To highlight the diversity present in the two outbred populations, a close-up view of inferred haplotypes in segregants derived from each population at chromosome X is shown in Figure S9. Regions in which the founding haplotype is unknown tended to occur at the transitions between haplotypes (see Note S4), and are a mean (median) length of 7.8 kb (6 kb) in 18F12v1-derived segregants and 7.5 kb (6 kb) in 18F12v2-derived segregants. Also noticeable is, at least for this chromosome, the larger amount of variation segregating in 18F12v2 (Figure S9B).

Conclusions

The paradigm of utilizing pairwise crosses to dissect the genetic basis of complex traits has enjoyed much success in diverse model organisms. However, such studies typically underestimate the standing variation present in natural populations and often lack the resolution to pinpoint causal variants to a small number of genes. Conversely, association studies are typically underpowered to detect rare alleles, poorly tagged variants, and regions with multiple causal sites in weak LD with one another. MPPs have been proposed to bridge the gap between the above two approaches. Although MPPs have been created in several model systems, only a single MPP has thus far been described in budding yeast. By generating two large, highly outcrossed and genetically heterogeneous populations of S. cerevisiae derived from 18 different founder strains, we have created a powerful resource that can be used in a variety of experimental settings. For instance, these populations can be used in large-scale Bulk segregant analysis (X-QTL) mapping experiments (Ehrenreich et al. 2010) to comprehensively dissect the genetic architecture of complex traits, as well as large-scale evolve-and-resequence experiments (Lang et al. 2011; Parts et al. 2011; Burke et al. 2014) to determine the mechanisms and course of adaptation to diverse stimuli. Large numbers of recombinant haploid clones generated from these populations can be used in complementary large-scale Individual segregant analysis (I-QTL) studies (Bloom et al. 2013; Wilkening et al. 2014). Due to the high levels of standing variation present, these populations should also prove to be a powerful resource in evolutionary engineering applications, as they are presumably capable of being evolved to carry out a plethora of useful tasks.
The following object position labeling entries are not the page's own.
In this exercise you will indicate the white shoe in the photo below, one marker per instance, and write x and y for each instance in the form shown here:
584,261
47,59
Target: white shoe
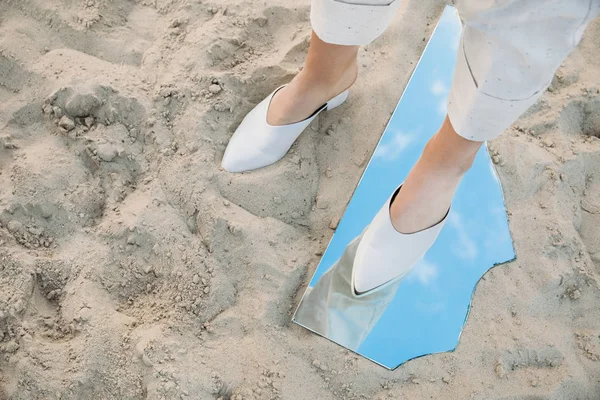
256,144
385,255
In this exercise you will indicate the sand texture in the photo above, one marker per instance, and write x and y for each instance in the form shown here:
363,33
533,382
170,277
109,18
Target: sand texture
133,267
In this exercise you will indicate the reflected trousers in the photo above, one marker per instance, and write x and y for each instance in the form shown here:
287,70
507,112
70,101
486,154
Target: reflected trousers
507,56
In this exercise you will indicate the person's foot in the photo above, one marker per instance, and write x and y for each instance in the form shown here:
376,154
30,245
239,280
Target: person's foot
306,93
429,188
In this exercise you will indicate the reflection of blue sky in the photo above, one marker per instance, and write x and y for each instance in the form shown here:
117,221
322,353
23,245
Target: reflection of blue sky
428,312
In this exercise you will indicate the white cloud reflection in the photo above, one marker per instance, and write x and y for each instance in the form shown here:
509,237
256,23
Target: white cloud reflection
391,150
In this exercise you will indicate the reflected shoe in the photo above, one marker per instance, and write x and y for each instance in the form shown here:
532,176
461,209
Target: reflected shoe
256,143
385,255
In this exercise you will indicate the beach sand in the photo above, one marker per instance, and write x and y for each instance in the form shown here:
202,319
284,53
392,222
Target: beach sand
133,267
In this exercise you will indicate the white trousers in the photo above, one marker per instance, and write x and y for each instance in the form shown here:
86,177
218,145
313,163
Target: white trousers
508,53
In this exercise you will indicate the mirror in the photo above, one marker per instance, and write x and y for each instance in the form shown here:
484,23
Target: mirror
424,311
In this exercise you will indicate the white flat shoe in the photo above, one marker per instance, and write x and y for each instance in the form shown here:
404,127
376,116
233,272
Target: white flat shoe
385,255
256,143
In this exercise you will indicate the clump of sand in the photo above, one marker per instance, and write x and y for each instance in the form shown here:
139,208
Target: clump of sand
132,267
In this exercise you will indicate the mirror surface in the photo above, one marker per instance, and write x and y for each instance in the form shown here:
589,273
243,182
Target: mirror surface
424,312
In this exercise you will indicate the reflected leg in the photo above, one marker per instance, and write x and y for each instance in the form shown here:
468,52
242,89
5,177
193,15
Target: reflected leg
508,54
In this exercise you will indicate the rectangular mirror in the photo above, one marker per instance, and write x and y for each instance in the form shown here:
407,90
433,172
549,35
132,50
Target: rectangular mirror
424,312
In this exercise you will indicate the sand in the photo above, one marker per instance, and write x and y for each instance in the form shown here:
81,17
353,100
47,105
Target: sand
133,267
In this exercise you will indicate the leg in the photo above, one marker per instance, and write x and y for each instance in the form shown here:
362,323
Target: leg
270,129
507,57
445,159
502,70
329,70
330,66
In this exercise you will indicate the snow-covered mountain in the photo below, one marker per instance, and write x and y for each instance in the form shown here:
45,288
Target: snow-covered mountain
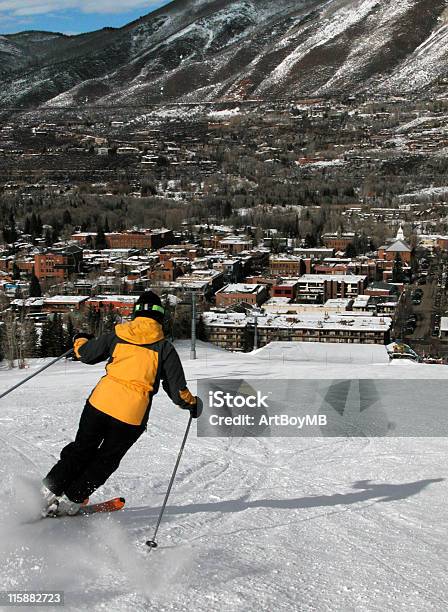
216,49
252,524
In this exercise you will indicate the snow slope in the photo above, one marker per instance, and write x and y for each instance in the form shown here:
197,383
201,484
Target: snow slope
253,524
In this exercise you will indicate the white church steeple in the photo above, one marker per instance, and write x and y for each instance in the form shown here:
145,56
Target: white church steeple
400,233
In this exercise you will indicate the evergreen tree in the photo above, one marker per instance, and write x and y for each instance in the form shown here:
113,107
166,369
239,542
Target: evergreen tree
15,271
110,319
100,242
46,338
69,333
31,344
35,289
66,218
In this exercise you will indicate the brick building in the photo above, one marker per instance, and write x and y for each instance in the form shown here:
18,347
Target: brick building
288,265
123,304
236,293
338,241
319,288
390,252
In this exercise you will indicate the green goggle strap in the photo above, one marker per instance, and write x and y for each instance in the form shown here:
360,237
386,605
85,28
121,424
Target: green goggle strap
138,307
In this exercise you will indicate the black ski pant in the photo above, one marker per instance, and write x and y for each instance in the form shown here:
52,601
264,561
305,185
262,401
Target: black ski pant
86,464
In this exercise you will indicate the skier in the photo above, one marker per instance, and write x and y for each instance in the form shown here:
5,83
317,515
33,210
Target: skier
116,413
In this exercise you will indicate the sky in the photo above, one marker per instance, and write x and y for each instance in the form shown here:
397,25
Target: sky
71,16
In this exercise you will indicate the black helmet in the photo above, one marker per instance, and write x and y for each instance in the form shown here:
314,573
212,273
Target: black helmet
149,305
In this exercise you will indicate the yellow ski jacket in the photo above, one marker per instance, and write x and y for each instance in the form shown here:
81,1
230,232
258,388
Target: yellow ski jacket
139,359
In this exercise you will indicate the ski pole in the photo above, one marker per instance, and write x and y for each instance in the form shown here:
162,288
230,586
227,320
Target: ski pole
22,382
152,543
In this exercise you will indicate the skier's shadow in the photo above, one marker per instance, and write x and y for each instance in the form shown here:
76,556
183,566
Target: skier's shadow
364,490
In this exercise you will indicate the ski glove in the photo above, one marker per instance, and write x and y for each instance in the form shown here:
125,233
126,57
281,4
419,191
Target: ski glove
191,402
196,410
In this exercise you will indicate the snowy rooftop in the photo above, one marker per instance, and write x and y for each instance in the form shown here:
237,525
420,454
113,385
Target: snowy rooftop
444,324
338,303
66,299
241,288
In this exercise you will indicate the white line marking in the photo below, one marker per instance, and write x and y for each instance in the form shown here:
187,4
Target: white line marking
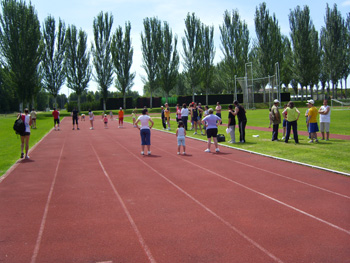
43,221
206,208
267,196
283,176
131,220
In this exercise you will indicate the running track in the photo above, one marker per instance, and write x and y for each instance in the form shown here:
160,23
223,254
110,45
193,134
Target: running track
89,196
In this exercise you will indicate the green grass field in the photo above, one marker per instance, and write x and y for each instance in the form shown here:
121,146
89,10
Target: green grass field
333,154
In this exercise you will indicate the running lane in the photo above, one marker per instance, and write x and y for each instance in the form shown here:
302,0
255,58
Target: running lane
89,196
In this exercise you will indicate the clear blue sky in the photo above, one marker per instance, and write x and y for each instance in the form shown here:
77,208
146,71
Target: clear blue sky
82,12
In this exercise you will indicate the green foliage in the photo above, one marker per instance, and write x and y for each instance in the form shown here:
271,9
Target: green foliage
102,54
20,48
192,51
122,53
151,48
168,61
52,67
77,61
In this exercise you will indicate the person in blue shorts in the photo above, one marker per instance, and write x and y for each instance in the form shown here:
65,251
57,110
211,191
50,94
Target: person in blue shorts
145,131
211,122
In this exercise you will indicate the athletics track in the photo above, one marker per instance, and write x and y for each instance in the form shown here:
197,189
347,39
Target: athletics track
89,196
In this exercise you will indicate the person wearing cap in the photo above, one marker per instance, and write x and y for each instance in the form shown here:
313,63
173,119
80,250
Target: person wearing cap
312,121
121,117
145,131
325,119
276,120
292,121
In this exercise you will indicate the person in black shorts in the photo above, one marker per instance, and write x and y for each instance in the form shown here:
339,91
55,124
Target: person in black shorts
74,114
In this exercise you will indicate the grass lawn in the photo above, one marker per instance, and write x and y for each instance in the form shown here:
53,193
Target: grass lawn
333,154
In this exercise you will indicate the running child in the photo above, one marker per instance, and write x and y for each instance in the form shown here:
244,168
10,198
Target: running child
91,117
105,120
181,134
133,114
121,117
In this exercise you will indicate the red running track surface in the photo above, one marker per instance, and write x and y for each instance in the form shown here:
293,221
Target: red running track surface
89,196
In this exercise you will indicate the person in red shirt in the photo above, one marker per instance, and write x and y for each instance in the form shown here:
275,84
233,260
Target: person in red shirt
121,117
56,119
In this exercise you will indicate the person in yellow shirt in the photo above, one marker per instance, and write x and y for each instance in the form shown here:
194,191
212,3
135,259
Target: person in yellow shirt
312,121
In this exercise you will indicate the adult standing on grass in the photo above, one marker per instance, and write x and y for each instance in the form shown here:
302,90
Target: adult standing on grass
242,120
145,131
33,116
184,115
276,120
27,119
312,121
75,113
212,121
56,119
325,119
231,124
292,121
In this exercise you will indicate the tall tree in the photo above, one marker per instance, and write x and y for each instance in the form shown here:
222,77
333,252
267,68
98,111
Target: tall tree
101,52
168,61
332,36
302,35
20,48
208,50
122,53
77,61
151,49
192,51
52,66
287,62
235,45
269,39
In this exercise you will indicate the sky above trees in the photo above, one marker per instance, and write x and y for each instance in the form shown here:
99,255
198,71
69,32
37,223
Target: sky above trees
82,13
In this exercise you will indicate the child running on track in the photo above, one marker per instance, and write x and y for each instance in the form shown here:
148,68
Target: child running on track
181,134
121,117
133,114
105,120
91,117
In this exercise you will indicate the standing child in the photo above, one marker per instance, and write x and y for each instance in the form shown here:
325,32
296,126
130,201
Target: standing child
105,120
181,134
133,114
121,117
91,117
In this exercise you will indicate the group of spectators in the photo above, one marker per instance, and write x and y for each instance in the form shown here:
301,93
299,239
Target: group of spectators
290,116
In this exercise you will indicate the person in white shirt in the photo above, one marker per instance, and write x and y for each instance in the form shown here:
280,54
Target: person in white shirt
325,119
145,131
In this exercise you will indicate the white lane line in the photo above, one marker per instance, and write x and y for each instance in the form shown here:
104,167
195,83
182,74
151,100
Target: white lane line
43,221
257,245
266,196
286,177
131,220
277,174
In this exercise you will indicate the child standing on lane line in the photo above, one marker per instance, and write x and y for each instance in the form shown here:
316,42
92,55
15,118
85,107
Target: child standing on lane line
181,134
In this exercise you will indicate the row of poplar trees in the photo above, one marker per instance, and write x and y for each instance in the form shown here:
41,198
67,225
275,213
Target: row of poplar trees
32,59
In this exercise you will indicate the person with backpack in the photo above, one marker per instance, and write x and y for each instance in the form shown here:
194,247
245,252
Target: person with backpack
27,119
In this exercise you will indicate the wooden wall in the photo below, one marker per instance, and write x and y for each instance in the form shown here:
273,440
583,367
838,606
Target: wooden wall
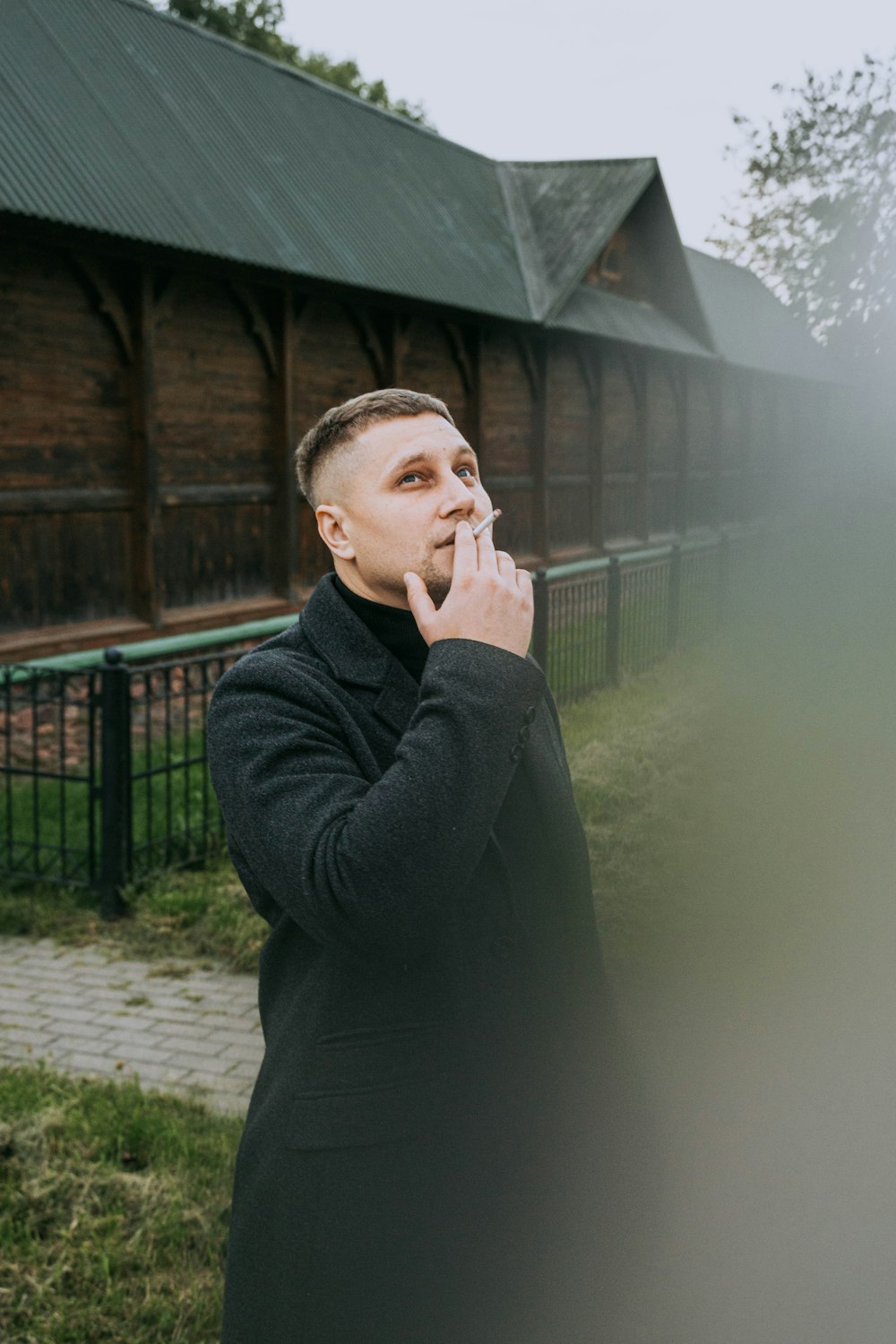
150,414
65,540
509,435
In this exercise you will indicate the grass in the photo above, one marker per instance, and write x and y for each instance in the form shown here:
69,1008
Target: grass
201,916
113,1212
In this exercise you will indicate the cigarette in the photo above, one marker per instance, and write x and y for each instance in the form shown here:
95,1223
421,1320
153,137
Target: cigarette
487,521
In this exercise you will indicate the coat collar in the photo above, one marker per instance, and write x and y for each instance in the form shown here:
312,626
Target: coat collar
355,656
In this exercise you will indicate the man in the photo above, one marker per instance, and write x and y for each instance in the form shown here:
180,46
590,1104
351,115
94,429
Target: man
400,809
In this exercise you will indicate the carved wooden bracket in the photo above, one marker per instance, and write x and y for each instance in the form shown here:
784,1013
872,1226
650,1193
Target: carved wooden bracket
530,366
107,300
586,368
258,324
461,357
371,343
401,340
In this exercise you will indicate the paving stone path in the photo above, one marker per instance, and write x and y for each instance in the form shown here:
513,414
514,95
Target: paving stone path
195,1034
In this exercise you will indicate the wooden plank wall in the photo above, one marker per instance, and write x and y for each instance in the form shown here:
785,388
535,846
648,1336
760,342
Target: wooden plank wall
148,419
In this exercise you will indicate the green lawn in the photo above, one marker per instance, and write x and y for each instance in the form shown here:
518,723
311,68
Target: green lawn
113,1212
The haplotype-calling software generated in this study represents a useful resource for the MPP community in general, as it enables highly accurate haplotype calling in poolseq data at reduced coverage. The ability of the algorithm to deal with windows where all founder haplotypes cannot be resolved will have utility in a subset of systems, including our yeast populations. Candidate causal regions can be identified by comparing haplotype frequencies at discrete intervals across the genome in control vs. treatment populations. Candidate regions can then be examined in the University of California, Santa Cruz genome browser, where genome-wide alignments of all founder strains have been posted. Structural variants can be easily visualized in the browser as can nonsynonymous SNPs, thus pointing investigators to potentially causal genes.

In conclusion, the populations generated in this study represent a novel resource that brings together the power of QTL mapping, the resolution of association studies, and a large amount of natural variation to a model system capable of teasing apart and directly testing the molecular underpinnings of complex traits.